On 04/28/2009 11:50 AM, David Shaw wrote:
I would say it means "Here is how the person who issued that
certification wants you to get his key". The same thing applies if the
preferred keyserver packet was included on a regular data signature
(which GPG supports, by the way).
Ah, ok. I was thinking it would refer to where to fetch updates for
that particular signature, not for the key. The section reads:
This is a URI of a key server that the key holder prefers be used for
updates. Note that keys with multiple User IDs can have a preferred
key server for each User ID. Note also that since this is a URI, the
key server can actually be a copy of the key retrieved by ftp, http,
"used for updates" was unclear to me because i was thinking that it
meant "to get updates about this signature" rather than "to get updates
about the signer's key".
Is there a way for the issuer of a signature to provide a place where
updates to the signature itself (e.g. revocations, or re-certifications)
would be published?
I understand that the global keyserver network is normally what you'd
use. But i'm trying to work through the context of an organization who
wants to also publish all their signature revocations in a known,
canonical location (including the revocations of certifications of
third-party keys). Maybe this use case is misguided or irrelevant,
though. Is it?
Carol is doing some sort of trust calculation, and her trust path to
Alice runs through Bob, Bob's signature is not really relevant here.
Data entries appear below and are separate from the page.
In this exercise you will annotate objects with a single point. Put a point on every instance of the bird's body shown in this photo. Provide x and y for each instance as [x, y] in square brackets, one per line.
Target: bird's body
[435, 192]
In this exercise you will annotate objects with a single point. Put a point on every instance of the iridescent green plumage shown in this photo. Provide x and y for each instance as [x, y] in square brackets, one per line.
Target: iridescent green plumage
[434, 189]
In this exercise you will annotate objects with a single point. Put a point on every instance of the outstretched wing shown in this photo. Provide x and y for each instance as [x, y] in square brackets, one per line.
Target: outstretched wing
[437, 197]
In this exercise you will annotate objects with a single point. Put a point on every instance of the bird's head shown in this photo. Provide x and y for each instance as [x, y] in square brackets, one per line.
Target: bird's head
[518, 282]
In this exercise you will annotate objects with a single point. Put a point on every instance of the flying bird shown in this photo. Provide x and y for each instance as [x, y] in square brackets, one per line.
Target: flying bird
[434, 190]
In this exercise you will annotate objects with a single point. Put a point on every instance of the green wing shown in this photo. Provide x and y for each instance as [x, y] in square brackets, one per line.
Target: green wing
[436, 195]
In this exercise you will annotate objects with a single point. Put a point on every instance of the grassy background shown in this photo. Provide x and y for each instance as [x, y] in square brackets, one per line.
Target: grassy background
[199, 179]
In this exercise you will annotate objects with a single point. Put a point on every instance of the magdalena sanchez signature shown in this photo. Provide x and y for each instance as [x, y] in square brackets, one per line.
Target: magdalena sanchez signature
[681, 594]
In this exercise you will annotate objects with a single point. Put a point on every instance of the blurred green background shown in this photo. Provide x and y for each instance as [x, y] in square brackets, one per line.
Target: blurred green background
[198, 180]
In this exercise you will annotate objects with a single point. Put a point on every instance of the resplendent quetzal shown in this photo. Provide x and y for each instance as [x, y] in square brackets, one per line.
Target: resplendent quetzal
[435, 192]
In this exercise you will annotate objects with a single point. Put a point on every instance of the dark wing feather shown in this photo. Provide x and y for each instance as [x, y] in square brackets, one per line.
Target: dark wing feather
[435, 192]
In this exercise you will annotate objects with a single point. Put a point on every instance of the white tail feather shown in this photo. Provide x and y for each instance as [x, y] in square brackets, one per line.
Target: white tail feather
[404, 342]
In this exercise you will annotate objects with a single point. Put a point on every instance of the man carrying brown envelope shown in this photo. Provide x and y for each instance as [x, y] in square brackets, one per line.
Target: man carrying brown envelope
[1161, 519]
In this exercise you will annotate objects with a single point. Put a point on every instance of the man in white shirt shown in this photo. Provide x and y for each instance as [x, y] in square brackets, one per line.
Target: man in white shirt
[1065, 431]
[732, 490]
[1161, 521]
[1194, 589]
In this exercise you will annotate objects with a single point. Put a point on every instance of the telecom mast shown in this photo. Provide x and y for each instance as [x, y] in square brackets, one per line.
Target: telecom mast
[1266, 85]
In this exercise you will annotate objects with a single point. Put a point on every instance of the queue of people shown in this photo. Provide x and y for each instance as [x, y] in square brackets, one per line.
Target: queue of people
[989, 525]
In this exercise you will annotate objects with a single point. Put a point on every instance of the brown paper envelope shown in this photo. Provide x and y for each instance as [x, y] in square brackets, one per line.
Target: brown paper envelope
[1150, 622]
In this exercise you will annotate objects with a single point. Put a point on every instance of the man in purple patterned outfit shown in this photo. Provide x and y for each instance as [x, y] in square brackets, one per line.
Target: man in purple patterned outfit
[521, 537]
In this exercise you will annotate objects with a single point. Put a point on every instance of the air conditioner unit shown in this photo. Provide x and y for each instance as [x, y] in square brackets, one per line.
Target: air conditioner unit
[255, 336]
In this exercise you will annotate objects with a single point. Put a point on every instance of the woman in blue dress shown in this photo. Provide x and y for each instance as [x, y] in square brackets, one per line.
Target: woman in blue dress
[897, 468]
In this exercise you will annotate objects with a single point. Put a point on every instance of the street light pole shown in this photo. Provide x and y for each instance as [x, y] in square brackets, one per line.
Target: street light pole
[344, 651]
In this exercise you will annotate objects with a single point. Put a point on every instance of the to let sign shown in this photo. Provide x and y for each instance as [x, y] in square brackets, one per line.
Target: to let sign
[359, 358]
If there is a preferred keyserver subpacket on Alice's self-sig, then it
was issued by Alice, and the recipient can either follow it or not, as
they like. I'm not sure I follow where Bob's subpacket comes in here.
OK, my scenario implicitly presumed that Carol trusts Bob to make good
certifications, but doesn't know Alice. I should have spelled that out
in the first place.
While Alice's key/userID has been certified by Bob, Carol wants to make
sure that Bob hasn't revoked his certification on Alice's key (and maybe
she's concerned that her keyserver is somehow compromised and not
producing the correct revocation certificates, or Bob doesn't want to or
can't publish his revocation to the public keyservers).
The more i think about this, the more the answer seems to be that Bob
should run his own keyserver and publish everything there first. But i
don't see a way that Bob can indicate "check for revocations and
re-certifications at hkp://foo.example.net". This seems like another
opportunity for "web bugs"-style shenanigans, though.